Lettre adressée à quelqu'un qui ne la lira jamais, une morte : sa soeur,
Annie Ernaux nous confie tout de même l'espoir qu'elle puisse lui parvenir, au détour d'une conversation pareille à celle qu'elle surpris un dimanche d'été 1950, lui apprenant qu'elle avait eu une grande soeur.
Morte avant sa naissance, elle nous livre les tourments que lui infligent le fantôme de la jeune Ginette, morte vers six ans, une dizaine d'année avant la naissance d'Annie.

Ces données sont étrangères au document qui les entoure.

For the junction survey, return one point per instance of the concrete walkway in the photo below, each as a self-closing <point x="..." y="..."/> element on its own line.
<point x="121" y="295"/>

Elle ne nommera sa soeur qu'une seule fois dans la lettre, illustrant le rapport compliqué à cette jeune fillette qui portait le même sang qu'elle et qui pourtant lui paraît bien étrangère.
"Est-ce que je t'écris pour te ressusciter et te tuer à nouveau ?"
Au fil de la lecture, l'auteur laisse en suspens quelques questions entre crochet, qui ne recevront jamais de réponses puisqu'elles sont adressées à sa défunte soeur. Cependant, elle invite aussi le lecteur à y réfléchir, peut-être trouverons-nous chacun une réponse au fond de nous.
Les adresses directes à sa soeur, l'utilisation perpétuelle de "toi" et "tu", nous plongent dans l'intimité d'
Annie Ernaux, et nous donne l'étrange sensation de plonger dans des profondeurs qui devraient nous être interdites, comme si par hasard on ouvrait le courrier de quelqu'un d'autre.
Elle n'accuse personne, ni ses parents qui ont du beaucoup souffrir de la perte d'un enfant, ni sa famille. Elle se demande juste comment vivre avec ce poids qui n'est pas le sien et qui pèse pourtant sur ses épaules à chaque étapes de sa vie.
Se sentant coupable de grandir, de vivre à
la place de quelqu'un, elle trouve tout de même son chemin grâce au langage, dans l'écriture. Elle revient sur plusieurs de ses autres livres tels que "
La Place" et revient sur son questionnement : comment trouver sa place alors que quelqu'un d'autre devrait l'occuper ?
Comment mettre les mots sur cette absence présente ou sur cette présente absente ?
"Tu es hors du langage des sentiments et des émotions. Tu es l'anti-langage."
Elle revient également sur ce tabou entourant le secret familial, des parents qui n'ont jamais su lui dire qu'elle avait eu une soeur, les miettes qu'elle avait eu, peut-être quelques regret de ne pas avoir chercher à en savoir plus sur cette disparue, mais aussi l'incertitude de vouloir en savoir plus.
Cette quête d'identité, facilité par l'utilisation de la première personne du singulier, l'adresse à cette soeur mythifiée dans la mort et l'ignorance, rendent cette lettre bouleversante et nous invite à réfléchir notre rapport aux autres.
Les auteurs ont plutôt l'habitude d'aborder la question de l'enfant perdu du point de vue des parents, l'intérêt de ce livre est d'aborder tout en douceur (car c'est une lettre qui ne porte pas d'étiquette à proprement parler, qui est libre dans l'écriture) la question de la culpabilité de vivre à
la place d'une autre, d'être une éternelle remplaçante à qui la vie n'appartient pas vraiment.
Ainsi, au travers d'une association libre de récit de son enfance, Annie mêle vivante et morte, cherchant désespérément un moyen d'échapper et d'accepter ce fantôme.
Un moyen qu'elle trouvera peut-être dans l'écriture.